Jarrow Cluster of Catholic Churches
How do I arrange to get Married in Church?
It is wonderful that you are thinking about celebrating your marriage in Church. Asking God for his blessing and guidance for you both is the best of ways to begin married life.
To begin arranging your marriage you need to meet with either Fr. Adrian Dixon, Fr. Saji Thottathil or Deacon Kevin Atkinson
We run a special programme to help couples prepare for their Marriage
The minister will look at the ceremony with you to help you make choices for your Wedding Day.
There are probably many questions you have. Don’t worry that is what the time of preparation is all about. We hope to make this a wonderful day which you will never forget and the beginning of the greatest days of your life.
Once again, congratulations and welcome!
What kind of preparation is there?
The priest or deacon will ask you to meet him on several occasions to complete the paperwork. Some of this takes time so it is important not to leave it until the last minute.
There will also be an opportunity to meet for a day with other couples who are preparing to be married. During this you will have a chance to look at what being married is all about and how this Sacrament can make a difference to your lives.
The priest or deacon will also arrange meetings with you to prepare the ceremony and on a date near to the wedding to take part in a rehearsal.
How much does it cost?
It is customary to make a donation to the Parish to help cover running costs as it seems unfair to ask Sunday Mass goers to provide not only the church building but the heating, lighting and maintenance as well. BUT we would never want money to be an obstacle that made a couple decide not to marry in Church. If you have nothing then nothing is what we ask – in terms of money - more importantly we would like to see you give of yourselves both in your commitment to Marriage and to the life of our Parish Family.
If you wish to have an organist play at your wedding we can arrange for someone to come along on the day – it is only right that you pay them for their time. It may be that you wish to play some appropriate recorded music, for this there is no charge. Any special flowers or decorations that you want would need to be paid for by you. If you wish simply to use whatever flowers are normally in Church (please note, there are none in Lent or Advent) then we would not make a charge.
As in the case of getting married anywhere in this country you will have to give in your names at the Register Office (the priest will explain about this when you meet him). They will charge a small fee to cover the civil costs of the registration.
How much notice do I need to give?
The usual time scale is about six months as a minimum. It is important to check that both the priest and church are available before booking a venue for the Reception etc.
Is it all right that my partner is not a Catholic?
The rules of the Church allow for a Catholic to marry a person who is not of our faith. Your partner will be made very welcome and encouraged to take part in the preparation and in the ceremony as much as possible. We would never put a person who is not a Catholic under pressure to convert. The important thing is that you are coming together to commit yourselves to each other as husband and wife.
The Catholic partner is asked to make a promise that they will try to remain true to their own faith.
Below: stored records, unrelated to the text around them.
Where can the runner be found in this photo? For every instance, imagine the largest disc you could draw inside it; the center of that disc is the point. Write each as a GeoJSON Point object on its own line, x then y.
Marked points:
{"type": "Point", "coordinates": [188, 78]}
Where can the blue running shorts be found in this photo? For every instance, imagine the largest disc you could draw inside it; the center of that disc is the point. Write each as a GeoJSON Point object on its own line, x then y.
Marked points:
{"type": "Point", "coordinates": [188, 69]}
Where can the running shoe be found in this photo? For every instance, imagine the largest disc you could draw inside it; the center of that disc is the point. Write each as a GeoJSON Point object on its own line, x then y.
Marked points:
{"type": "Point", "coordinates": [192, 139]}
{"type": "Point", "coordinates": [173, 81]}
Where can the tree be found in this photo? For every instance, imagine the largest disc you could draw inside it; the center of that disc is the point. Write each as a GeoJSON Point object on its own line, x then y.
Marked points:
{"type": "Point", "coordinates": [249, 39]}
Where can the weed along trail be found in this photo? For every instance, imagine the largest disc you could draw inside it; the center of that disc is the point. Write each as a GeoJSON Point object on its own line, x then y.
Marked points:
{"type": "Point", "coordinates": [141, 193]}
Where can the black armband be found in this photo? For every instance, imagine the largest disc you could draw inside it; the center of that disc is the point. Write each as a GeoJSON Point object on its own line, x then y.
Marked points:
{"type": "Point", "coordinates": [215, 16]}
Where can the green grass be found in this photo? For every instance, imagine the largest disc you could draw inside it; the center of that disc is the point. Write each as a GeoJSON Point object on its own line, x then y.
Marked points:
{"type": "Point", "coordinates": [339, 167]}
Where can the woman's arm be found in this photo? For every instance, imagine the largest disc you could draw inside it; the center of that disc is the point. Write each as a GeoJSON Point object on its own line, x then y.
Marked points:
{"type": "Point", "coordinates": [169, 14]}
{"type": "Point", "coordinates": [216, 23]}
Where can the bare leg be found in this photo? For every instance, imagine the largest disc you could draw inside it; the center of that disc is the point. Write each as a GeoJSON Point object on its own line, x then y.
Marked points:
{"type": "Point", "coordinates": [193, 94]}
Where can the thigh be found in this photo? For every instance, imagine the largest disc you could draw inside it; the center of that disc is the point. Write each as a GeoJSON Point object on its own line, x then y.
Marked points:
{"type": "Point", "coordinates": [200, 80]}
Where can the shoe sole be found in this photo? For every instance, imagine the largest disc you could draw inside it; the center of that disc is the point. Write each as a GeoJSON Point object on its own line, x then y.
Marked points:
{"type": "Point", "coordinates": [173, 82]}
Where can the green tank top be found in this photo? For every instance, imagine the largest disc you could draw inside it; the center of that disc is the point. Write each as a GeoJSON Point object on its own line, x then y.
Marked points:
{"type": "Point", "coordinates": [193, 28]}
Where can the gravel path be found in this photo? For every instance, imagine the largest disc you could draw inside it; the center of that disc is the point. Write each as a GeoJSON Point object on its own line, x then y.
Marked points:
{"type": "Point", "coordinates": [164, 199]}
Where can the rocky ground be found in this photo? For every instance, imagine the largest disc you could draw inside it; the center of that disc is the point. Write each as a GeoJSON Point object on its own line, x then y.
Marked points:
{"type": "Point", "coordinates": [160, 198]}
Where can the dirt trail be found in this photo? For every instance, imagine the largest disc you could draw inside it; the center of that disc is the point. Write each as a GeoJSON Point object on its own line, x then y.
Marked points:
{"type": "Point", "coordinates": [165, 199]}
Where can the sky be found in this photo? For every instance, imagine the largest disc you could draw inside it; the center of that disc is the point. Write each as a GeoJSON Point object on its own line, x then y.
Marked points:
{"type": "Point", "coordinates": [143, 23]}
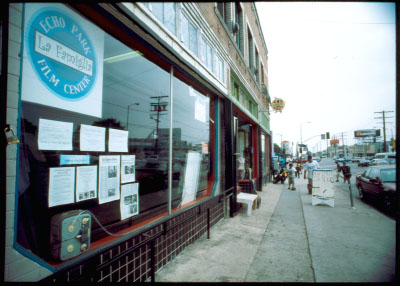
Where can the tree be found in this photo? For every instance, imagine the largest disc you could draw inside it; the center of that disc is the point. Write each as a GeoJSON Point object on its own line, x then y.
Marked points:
{"type": "Point", "coordinates": [277, 149]}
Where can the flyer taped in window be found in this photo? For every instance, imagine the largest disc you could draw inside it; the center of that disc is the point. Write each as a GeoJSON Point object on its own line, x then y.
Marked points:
{"type": "Point", "coordinates": [127, 169]}
{"type": "Point", "coordinates": [109, 178]}
{"type": "Point", "coordinates": [86, 183]}
{"type": "Point", "coordinates": [129, 200]}
{"type": "Point", "coordinates": [61, 186]}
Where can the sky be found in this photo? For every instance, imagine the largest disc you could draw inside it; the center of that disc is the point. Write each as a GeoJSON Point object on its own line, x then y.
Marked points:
{"type": "Point", "coordinates": [334, 64]}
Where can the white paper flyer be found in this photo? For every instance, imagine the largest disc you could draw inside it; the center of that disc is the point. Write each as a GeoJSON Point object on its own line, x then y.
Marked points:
{"type": "Point", "coordinates": [61, 186]}
{"type": "Point", "coordinates": [109, 178]}
{"type": "Point", "coordinates": [129, 200]}
{"type": "Point", "coordinates": [192, 172]}
{"type": "Point", "coordinates": [127, 169]}
{"type": "Point", "coordinates": [86, 183]}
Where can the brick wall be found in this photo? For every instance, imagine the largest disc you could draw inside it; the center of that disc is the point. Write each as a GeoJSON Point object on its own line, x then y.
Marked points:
{"type": "Point", "coordinates": [241, 61]}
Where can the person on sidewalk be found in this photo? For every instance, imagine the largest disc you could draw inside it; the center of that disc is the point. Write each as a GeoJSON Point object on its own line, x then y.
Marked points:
{"type": "Point", "coordinates": [338, 170]}
{"type": "Point", "coordinates": [309, 167]}
{"type": "Point", "coordinates": [346, 173]}
{"type": "Point", "coordinates": [292, 175]}
{"type": "Point", "coordinates": [298, 169]}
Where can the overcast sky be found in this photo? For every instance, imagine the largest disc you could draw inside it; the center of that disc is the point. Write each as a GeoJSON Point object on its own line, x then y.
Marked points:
{"type": "Point", "coordinates": [334, 65]}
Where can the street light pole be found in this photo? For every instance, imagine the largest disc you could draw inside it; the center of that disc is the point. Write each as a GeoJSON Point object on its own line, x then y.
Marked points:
{"type": "Point", "coordinates": [301, 136]}
{"type": "Point", "coordinates": [127, 114]}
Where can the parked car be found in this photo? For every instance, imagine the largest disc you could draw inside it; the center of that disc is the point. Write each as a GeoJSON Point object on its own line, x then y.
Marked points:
{"type": "Point", "coordinates": [363, 163]}
{"type": "Point", "coordinates": [391, 161]}
{"type": "Point", "coordinates": [341, 160]}
{"type": "Point", "coordinates": [387, 155]}
{"type": "Point", "coordinates": [378, 182]}
{"type": "Point", "coordinates": [375, 162]}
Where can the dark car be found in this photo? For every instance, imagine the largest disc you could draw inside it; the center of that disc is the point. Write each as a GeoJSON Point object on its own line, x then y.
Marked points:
{"type": "Point", "coordinates": [375, 162]}
{"type": "Point", "coordinates": [363, 163]}
{"type": "Point", "coordinates": [378, 182]}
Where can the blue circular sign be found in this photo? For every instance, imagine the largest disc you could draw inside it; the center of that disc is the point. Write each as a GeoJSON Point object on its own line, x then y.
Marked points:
{"type": "Point", "coordinates": [61, 54]}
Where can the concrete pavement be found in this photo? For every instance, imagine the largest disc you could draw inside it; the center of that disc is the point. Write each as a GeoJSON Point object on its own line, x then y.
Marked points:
{"type": "Point", "coordinates": [289, 240]}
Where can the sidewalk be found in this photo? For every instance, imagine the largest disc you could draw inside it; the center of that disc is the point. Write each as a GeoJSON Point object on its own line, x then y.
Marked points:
{"type": "Point", "coordinates": [289, 240]}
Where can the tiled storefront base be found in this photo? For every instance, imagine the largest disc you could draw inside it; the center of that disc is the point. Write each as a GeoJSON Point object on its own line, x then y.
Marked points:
{"type": "Point", "coordinates": [126, 264]}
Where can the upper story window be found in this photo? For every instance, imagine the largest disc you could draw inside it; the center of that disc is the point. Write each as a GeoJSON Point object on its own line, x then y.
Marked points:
{"type": "Point", "coordinates": [189, 35]}
{"type": "Point", "coordinates": [256, 67]}
{"type": "Point", "coordinates": [223, 8]}
{"type": "Point", "coordinates": [237, 27]}
{"type": "Point", "coordinates": [219, 69]}
{"type": "Point", "coordinates": [250, 49]}
{"type": "Point", "coordinates": [206, 54]}
{"type": "Point", "coordinates": [165, 12]}
{"type": "Point", "coordinates": [262, 74]}
{"type": "Point", "coordinates": [236, 91]}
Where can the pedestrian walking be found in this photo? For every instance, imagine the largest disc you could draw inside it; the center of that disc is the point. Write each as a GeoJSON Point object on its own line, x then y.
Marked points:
{"type": "Point", "coordinates": [338, 170]}
{"type": "Point", "coordinates": [241, 162]}
{"type": "Point", "coordinates": [346, 173]}
{"type": "Point", "coordinates": [292, 175]}
{"type": "Point", "coordinates": [298, 170]}
{"type": "Point", "coordinates": [308, 169]}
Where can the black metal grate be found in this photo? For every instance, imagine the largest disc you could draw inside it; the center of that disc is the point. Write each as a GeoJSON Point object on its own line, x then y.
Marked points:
{"type": "Point", "coordinates": [134, 260]}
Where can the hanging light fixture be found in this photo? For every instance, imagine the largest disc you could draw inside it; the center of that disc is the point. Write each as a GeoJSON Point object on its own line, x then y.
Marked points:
{"type": "Point", "coordinates": [277, 104]}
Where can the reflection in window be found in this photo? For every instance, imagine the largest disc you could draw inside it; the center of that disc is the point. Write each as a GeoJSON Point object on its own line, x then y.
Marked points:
{"type": "Point", "coordinates": [191, 136]}
{"type": "Point", "coordinates": [135, 98]}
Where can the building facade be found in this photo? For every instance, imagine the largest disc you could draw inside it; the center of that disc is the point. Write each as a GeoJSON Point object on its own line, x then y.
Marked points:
{"type": "Point", "coordinates": [129, 127]}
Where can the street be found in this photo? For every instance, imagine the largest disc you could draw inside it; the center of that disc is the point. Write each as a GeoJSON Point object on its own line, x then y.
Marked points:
{"type": "Point", "coordinates": [290, 240]}
{"type": "Point", "coordinates": [328, 163]}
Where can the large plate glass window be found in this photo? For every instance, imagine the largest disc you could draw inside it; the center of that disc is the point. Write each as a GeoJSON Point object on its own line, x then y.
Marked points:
{"type": "Point", "coordinates": [94, 133]}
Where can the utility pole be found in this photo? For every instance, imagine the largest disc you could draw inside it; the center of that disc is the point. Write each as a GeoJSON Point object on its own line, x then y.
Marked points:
{"type": "Point", "coordinates": [384, 126]}
{"type": "Point", "coordinates": [344, 151]}
{"type": "Point", "coordinates": [158, 107]}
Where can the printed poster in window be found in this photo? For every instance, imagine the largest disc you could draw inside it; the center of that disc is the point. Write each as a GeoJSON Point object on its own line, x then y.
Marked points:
{"type": "Point", "coordinates": [62, 59]}
{"type": "Point", "coordinates": [200, 109]}
{"type": "Point", "coordinates": [92, 138]}
{"type": "Point", "coordinates": [61, 186]}
{"type": "Point", "coordinates": [117, 140]}
{"type": "Point", "coordinates": [109, 178]}
{"type": "Point", "coordinates": [127, 169]}
{"type": "Point", "coordinates": [192, 174]}
{"type": "Point", "coordinates": [129, 204]}
{"type": "Point", "coordinates": [86, 183]}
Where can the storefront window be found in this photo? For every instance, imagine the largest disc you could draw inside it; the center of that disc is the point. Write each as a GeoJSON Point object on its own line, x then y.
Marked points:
{"type": "Point", "coordinates": [95, 132]}
{"type": "Point", "coordinates": [191, 139]}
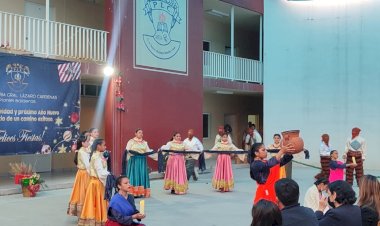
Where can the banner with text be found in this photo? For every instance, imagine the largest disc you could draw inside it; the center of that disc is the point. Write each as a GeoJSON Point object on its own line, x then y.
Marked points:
{"type": "Point", "coordinates": [160, 38]}
{"type": "Point", "coordinates": [39, 105]}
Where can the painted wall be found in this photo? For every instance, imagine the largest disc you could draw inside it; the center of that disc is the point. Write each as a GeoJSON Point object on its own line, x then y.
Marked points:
{"type": "Point", "coordinates": [81, 13]}
{"type": "Point", "coordinates": [159, 103]}
{"type": "Point", "coordinates": [219, 105]}
{"type": "Point", "coordinates": [322, 72]}
{"type": "Point", "coordinates": [254, 5]}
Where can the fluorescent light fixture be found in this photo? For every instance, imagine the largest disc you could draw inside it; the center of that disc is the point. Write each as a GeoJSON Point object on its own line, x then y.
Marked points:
{"type": "Point", "coordinates": [224, 92]}
{"type": "Point", "coordinates": [217, 13]}
{"type": "Point", "coordinates": [108, 70]}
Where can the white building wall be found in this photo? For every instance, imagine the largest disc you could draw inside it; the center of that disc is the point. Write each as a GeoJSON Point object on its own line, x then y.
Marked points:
{"type": "Point", "coordinates": [322, 71]}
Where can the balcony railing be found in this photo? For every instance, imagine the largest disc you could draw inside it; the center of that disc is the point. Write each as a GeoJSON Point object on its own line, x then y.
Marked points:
{"type": "Point", "coordinates": [52, 39]}
{"type": "Point", "coordinates": [223, 66]}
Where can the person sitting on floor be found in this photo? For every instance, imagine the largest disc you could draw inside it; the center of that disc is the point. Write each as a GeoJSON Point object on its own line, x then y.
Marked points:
{"type": "Point", "coordinates": [122, 210]}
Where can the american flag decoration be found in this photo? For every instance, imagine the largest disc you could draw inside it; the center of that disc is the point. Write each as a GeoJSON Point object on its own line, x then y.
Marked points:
{"type": "Point", "coordinates": [69, 72]}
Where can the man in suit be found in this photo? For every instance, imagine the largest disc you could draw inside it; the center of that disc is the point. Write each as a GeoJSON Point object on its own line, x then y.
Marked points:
{"type": "Point", "coordinates": [293, 214]}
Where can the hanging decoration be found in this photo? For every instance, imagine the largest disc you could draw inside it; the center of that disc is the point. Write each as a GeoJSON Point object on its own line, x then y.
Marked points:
{"type": "Point", "coordinates": [119, 94]}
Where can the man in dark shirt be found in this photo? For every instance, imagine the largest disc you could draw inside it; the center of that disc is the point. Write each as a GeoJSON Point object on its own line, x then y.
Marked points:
{"type": "Point", "coordinates": [293, 214]}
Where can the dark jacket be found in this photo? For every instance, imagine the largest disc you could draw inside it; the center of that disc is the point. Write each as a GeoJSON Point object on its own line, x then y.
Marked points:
{"type": "Point", "coordinates": [297, 215]}
{"type": "Point", "coordinates": [346, 215]}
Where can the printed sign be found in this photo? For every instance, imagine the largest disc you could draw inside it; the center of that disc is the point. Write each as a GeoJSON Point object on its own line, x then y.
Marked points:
{"type": "Point", "coordinates": [39, 105]}
{"type": "Point", "coordinates": [160, 41]}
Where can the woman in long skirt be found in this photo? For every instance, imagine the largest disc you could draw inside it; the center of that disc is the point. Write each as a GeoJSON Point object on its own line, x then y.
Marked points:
{"type": "Point", "coordinates": [175, 174]}
{"type": "Point", "coordinates": [82, 178]}
{"type": "Point", "coordinates": [137, 170]}
{"type": "Point", "coordinates": [223, 179]}
{"type": "Point", "coordinates": [94, 210]}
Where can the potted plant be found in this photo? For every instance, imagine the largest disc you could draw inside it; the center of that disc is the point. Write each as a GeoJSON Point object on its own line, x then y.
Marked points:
{"type": "Point", "coordinates": [31, 185]}
{"type": "Point", "coordinates": [20, 170]}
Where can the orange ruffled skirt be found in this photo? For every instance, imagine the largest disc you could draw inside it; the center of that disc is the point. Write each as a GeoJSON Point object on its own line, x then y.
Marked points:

If the marriage ceremony you choose includes Mass, the person who is not a Catholic would normally receive a Blessing rather than be given Holy Communion.
If, at some stage, people decide, of their own free will, that they wish to become members of the Church then we offer them a special programme.
Do we have to promise to bring our children up as Catholics?
If two Catholics marry the Church expects that any children they have will be brought up as Catholics.
Catholics who marry members of another Christian Denomination or Faith are asked to make a promise. The Church asks them to promise to try, as far as they are able, to bring up any children of the marriage as Catholics. We do not ask the person who is not a Catholic to make this undertaking but it is important that they know what is being promised.
I already have children, will that make a difference?
We hope that if you have children who are old enough to take part in the ceremony they will be encouraged to witness this special day.
I haven’t been to Church for a long time will that make any difference?
Don’t worry you are not going to be told off but you will be encouraged to come back Mass. Getting married is an important step in your life and it gives you an opportunity to think about how you want to live as a family. To discover or rediscover that coming to Mass helps a person be happy and fulfilled is one of the great experiences of being a Catholic. Often people give up going to Mass in their teenage years and then as they become mature adults they find that it’s time to think again about what really matters.
Can we marry if one or both of us has been married before?
We have to be honest. The rules of the Church are very clear that those who have validly entered into a previous marriage may not remarry in a Catholic Church unless they have been widowed. In certain circumstances it may be possible to show that a previous marriage did not fulfil all that was necessary in the eyes of the Catholic Church to make it fully valid. The only way to find out would be to speak to the priest and give him some details. He will be gentle and understanding but it is important to know that there are some things he cannot do.